Ingress-nginx on GKE unable to get /auth on SSL

atultewari · November 13, 2024, 4:24am

Hello Camunda,
We are using ingress-nginx in a GKE cluster. We used the following camunda-ingress.yaml

apiVersion: networking.k8s.io/v1
kind: Ingress
metadata:
  name: camunda-ingress
spec:
  tls:
    - hosts:
      - dev-camunda.abcdefg.dev      
      secretName: tls-secret
  ingressClassName: nginx
  rules:
    - host: dev-camunda.abcdefg.dev
      http:
        paths:
        - path: /operate
          pathType: Prefix
          backend:
            # This assumes http-svc exists and routes to healthy endpoints
            service:
              name: camunda-operate
              port:
                number: 80
        - path: /tasklist
          pathType: Prefix
          backend:
            # This assumes http-svc exists and routes to healthy endpoints
            service:
              name: camunda-tasklist
              port:
                number: 80
        - path: /optimize
          pathType: Prefix
          backend:
            # This assumes http-svc exists and routes to healthy endpoints
            service:
              name: camunda-optimize
              port:
                number: 80
        # - path: /auth
        #   pathType: Prefix
        #   backend:
        #     # This assumes http-svc exists and routes to healthy endpoints
        #     service:
        #       name: camunda-keycloak
        #       port:
        #         number: 80

As you can see, the /auth endpoint is commented out.
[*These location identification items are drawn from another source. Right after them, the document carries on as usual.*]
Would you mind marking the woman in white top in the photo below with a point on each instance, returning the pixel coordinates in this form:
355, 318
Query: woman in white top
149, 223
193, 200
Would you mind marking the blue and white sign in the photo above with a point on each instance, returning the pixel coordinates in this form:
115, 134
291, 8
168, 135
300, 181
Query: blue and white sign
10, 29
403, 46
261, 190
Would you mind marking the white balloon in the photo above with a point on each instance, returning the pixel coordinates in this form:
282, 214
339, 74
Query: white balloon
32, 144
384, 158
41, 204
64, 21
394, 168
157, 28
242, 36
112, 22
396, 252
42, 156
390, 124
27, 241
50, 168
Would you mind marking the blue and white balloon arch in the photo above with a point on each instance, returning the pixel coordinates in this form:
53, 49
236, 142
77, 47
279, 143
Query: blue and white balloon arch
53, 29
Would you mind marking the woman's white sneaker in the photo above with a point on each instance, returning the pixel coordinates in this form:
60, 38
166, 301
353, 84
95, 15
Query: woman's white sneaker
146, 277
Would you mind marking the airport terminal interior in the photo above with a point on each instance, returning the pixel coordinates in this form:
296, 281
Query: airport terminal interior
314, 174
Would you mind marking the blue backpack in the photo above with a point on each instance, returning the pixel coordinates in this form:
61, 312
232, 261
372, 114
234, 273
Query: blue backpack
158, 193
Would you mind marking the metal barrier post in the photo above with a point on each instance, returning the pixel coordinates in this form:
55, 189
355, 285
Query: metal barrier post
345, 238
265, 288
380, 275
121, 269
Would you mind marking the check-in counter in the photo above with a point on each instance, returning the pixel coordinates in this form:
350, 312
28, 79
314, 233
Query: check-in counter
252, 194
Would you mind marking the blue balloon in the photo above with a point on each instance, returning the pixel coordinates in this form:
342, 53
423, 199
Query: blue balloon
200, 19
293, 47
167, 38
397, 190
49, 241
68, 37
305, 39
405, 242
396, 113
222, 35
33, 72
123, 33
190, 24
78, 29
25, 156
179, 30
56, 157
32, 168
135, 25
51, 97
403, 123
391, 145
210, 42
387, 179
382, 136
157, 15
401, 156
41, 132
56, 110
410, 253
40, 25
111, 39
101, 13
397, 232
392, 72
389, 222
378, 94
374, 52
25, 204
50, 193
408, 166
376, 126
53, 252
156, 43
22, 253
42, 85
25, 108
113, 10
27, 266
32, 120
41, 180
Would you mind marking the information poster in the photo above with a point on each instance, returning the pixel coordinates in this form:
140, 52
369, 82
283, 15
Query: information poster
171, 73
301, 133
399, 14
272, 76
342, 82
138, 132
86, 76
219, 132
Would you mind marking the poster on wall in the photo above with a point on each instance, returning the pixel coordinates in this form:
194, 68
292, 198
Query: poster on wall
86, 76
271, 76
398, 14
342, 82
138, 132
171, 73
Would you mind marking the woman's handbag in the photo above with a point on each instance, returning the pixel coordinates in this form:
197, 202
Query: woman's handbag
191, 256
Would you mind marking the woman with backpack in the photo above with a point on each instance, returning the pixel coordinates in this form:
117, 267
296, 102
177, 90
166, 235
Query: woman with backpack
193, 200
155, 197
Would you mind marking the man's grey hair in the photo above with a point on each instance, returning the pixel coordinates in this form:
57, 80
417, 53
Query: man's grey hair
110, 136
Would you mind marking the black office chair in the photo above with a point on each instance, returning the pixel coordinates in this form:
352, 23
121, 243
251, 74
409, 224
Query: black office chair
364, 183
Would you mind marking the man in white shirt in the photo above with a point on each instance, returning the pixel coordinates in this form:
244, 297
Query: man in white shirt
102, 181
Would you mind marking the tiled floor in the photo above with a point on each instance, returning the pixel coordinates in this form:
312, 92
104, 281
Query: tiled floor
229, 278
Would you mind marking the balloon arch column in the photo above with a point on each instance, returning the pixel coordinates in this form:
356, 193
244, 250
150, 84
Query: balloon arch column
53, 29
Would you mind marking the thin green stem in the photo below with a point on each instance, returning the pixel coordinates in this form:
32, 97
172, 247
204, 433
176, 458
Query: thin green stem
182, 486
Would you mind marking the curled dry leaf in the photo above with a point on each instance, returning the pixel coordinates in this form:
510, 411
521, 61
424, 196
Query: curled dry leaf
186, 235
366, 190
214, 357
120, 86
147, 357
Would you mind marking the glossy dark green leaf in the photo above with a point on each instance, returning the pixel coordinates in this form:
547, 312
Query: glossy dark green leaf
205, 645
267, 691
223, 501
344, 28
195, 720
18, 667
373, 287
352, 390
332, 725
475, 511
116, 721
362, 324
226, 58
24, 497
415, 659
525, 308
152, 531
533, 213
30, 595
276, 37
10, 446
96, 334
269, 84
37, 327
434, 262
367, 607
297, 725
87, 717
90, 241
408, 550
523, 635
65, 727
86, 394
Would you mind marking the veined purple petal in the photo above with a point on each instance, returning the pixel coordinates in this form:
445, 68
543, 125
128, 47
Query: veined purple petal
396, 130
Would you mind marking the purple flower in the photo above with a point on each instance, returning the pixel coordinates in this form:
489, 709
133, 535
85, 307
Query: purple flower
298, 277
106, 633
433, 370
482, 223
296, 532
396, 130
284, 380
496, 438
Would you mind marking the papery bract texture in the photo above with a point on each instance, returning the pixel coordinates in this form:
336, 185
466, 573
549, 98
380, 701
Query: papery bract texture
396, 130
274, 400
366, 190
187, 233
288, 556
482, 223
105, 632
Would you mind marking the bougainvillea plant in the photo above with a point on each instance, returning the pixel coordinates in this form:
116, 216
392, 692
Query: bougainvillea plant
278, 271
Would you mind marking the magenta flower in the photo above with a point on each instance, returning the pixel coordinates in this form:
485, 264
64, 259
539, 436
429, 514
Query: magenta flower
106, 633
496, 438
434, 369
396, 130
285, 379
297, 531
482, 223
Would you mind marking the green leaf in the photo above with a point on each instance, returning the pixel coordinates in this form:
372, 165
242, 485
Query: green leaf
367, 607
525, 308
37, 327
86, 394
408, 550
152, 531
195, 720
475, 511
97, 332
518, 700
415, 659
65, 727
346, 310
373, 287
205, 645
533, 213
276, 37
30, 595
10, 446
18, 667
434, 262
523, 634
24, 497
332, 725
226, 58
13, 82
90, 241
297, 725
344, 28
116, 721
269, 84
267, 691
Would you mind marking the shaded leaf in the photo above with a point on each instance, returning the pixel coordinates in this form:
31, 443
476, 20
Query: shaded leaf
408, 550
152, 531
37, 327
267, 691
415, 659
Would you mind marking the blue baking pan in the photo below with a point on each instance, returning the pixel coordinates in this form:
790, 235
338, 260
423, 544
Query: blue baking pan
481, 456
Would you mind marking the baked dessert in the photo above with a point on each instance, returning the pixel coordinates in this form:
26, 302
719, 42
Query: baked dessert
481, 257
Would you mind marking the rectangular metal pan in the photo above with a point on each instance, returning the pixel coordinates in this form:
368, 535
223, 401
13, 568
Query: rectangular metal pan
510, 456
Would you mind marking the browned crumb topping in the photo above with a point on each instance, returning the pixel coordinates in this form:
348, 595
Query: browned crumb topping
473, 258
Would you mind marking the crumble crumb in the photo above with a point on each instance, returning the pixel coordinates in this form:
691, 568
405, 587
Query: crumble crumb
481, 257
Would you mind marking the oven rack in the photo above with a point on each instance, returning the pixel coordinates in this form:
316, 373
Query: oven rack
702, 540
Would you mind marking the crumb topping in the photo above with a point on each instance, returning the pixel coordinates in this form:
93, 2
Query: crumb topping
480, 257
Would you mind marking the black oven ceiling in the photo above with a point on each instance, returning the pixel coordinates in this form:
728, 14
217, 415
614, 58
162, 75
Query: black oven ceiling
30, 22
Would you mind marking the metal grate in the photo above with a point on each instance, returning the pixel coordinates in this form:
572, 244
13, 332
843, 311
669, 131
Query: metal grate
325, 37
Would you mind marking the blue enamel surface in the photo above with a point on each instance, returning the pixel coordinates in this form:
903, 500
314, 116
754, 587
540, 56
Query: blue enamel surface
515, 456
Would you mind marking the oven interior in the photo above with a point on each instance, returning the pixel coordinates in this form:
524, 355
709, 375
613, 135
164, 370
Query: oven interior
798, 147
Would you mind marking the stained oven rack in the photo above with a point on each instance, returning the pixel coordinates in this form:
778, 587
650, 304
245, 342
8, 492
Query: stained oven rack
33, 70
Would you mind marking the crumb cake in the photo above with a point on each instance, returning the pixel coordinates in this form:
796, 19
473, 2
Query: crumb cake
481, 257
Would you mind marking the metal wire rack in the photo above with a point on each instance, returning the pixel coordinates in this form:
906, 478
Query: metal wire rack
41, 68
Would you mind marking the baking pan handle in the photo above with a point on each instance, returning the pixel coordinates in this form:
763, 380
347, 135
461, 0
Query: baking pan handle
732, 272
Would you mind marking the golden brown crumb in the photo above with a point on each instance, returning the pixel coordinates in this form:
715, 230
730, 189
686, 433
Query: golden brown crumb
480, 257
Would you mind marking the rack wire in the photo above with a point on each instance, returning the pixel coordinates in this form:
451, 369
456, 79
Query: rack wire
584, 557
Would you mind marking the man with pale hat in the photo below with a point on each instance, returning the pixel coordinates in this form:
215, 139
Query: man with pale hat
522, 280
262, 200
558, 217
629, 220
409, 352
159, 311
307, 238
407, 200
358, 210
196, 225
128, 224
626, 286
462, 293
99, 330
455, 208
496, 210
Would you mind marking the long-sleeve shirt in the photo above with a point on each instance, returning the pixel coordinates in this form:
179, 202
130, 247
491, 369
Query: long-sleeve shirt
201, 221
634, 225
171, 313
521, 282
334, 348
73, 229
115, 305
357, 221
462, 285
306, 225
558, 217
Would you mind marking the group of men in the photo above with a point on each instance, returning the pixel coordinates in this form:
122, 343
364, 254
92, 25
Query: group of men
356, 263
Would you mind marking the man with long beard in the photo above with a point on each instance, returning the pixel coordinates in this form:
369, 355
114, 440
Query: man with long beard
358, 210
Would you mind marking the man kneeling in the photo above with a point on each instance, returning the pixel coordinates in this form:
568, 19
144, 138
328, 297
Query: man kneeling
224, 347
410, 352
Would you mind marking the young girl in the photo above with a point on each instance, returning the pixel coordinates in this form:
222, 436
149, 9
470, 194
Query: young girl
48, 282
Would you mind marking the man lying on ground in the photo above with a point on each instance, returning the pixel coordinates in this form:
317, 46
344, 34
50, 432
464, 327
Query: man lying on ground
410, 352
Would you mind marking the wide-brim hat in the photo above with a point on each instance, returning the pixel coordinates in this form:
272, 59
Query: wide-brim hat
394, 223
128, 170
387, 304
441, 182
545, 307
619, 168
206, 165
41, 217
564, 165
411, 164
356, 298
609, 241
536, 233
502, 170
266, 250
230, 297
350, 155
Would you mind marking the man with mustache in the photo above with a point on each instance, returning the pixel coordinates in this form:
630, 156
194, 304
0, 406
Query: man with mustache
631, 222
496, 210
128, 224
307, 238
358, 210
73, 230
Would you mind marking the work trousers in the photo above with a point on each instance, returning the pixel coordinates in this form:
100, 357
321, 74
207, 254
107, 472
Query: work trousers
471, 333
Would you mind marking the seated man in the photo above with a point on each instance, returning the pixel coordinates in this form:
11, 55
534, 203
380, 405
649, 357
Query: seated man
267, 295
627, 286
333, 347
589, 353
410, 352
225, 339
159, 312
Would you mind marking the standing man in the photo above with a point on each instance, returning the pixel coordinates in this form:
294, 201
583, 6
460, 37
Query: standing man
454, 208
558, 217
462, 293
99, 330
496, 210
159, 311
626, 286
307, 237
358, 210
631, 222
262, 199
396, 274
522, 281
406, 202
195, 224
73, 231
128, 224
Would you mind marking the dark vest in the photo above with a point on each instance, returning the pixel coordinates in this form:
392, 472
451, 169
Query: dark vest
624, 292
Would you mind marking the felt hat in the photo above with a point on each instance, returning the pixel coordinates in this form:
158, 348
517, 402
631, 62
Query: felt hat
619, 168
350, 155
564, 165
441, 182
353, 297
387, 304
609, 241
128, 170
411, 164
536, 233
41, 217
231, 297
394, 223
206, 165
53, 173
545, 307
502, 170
The reason for that is because if we include that in our ingress we get the following error

Error: INSTALLATION FAILED: 1 error occurred:
	* admission webhook "validate.nginx.ingress.kubernetes.io" denied the request: 
-------------------------------------------------------------------------------
Error: exit status 1
2024/11/13 04:12:09 [emerg] 2469#2469: duplicate location "/auth/" in /tmp/nginx/nginx-cfg90617931:1382
nginx: [emerg] duplicate location "/auth/" in /tmp/nginx/nginx-cfg90617931:1382
nginx: configuration file /tmp/nginx/nginx-cfg90617931 test failed
-------------------------------------------------------------------------------

However, now that we don’t add the ingress for /auth using https, we are unable to enable TLS that terminates at the nginx-controller. And because keycloak requires https we cannot proceed.

What might we be missing? Any insight would be appreciated. Here is the camunda-values.yaml we used. I presume we don’t need SSL for zeebe-dev-camunda.abcdefg.dev

global:
  identity:
    auth:
      publicIssuerUrl: "https://dev-camunda.abcdefg.dev/auth/realms/camunda-platform"
      operate:
        redirectUrl: "https://dev-camunda.abcdefg.dev/operate"
      tasklist:
        redirectUrl: "https://dev-camunda.abcdefg.dev/tasklist"
      optimize:
        redirectUrl: "https://dev-camunda.abcdefg.dev/optimize"
  ingress:
    enabled: true
    className: nginx
    host: "dev-camunda.abcdefg.dev"

operate:
  contextPath: "/operate"

tasklist:
  contextPath: "/tasklist"

optimize:
  contextPath: "/optimize"

zeebeGateway:
  ingress:
    enabled: true
    className: nginx
    host: "zeebe-dev-camunda.abcdefg.dev"

system · February 11, 2025, 4:25am

This topic was automatically closed 90 days after the last reply. New replies are no longer allowed.